An increase in shareholder value increases the total amount in the equity portion of the balance sheet. The balance sheet formula is: assets minus liabilities equals shareholders’ equity, and equity includes retained earnings or the sum of a company’s net income minus cash dividends since inception.

How the use of assets increases value

Companies raise capital to buy assets and use those assets to generate sales or invest in new projects with a positive expected return. A well-run company will maximize the use of its assets so that the company can operate with a lower investment in assets.

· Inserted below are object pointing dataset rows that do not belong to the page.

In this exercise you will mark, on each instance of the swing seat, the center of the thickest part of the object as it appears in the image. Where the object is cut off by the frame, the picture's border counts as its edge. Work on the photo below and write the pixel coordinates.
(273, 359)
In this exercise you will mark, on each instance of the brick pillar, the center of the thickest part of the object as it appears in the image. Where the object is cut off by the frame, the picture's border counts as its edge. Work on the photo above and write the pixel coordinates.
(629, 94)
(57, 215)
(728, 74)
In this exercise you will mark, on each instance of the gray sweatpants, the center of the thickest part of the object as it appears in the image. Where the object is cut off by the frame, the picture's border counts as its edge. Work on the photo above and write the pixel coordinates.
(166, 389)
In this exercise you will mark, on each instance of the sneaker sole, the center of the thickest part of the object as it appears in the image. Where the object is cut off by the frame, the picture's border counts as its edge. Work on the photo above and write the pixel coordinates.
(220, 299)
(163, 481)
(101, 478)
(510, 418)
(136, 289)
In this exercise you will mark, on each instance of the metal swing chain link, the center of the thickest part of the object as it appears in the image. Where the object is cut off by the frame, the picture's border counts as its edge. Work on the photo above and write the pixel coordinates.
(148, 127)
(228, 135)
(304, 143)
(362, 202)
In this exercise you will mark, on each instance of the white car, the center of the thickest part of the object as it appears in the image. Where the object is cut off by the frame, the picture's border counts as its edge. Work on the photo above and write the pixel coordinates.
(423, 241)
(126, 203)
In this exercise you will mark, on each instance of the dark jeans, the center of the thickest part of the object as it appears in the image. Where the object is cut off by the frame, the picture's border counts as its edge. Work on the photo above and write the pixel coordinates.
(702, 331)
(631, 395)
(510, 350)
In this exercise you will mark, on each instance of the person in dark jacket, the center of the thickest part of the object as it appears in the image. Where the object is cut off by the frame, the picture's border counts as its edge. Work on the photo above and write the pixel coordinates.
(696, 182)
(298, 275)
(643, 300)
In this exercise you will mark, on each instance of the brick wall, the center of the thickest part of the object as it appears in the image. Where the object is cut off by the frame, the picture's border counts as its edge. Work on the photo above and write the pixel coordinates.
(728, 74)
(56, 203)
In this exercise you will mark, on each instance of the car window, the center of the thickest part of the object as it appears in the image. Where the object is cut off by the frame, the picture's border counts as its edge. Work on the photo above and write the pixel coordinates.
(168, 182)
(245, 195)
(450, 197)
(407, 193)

For example, let’s say a plumbing company uses a truck and equipment to do residential work, and the total cost of those assets is $ 50,000. The more sales the plumbing company can generate with the truck and the equipment, the more shareholder value the company creates. Valuable companies are those that can grow their bottom line on the same dollar amount of assets.

Cases where cash flow increases value

Generating sufficient cash inflows to run the business is also an important indicator of shareholder value as the business can operate and grow sales without borrowing money or issuing more shares. Businesses can increase cash flow by quickly converting inventory and receivables into cash collections.

The cash collection rate is measured by inventory turnover, and companies seek to increase sales without increasing inventory or increasing the average dollar amount on accounts receivable. A high inventory turnover and customer turnover rate increases shareholder value.

Taking into account the earnings per share

If management makes decisions that increase net income each year, the company can either pay a higher cash dividend or withhold profits for use in business. A company’s earnings per share (EPS) is defined as the earnings available to its common stockholders divided by the number of common shares outstanding, and the ratio is an important indicator of a company’s shareholder value. If a company can increase its bottom line, the rate increases and investors see the company as more valuable.

The myth of maximizing shareholder value?

It is well known that corporate directors and management have a duty to maximize shareholder value, especially in publicly traded companies. However, legal judgments suggest that this common wisdom is actually a practical myth – there is actually no legal requirement to maximize profits when running a business.

Much of the idea can be traced back to the oversized impact of a single outdated and widely misunderstood decision of the 1919 Michigan Supreme Court decision Dodge versus Ford Motor Co., which was about the legal obligation of a controlling majority shareholder towards a minority shareholder and not about maximizing shareholder value. Legal and organizational scholars such as Lynn Stout and Jean-Philippe Robé have elaborated on this myth.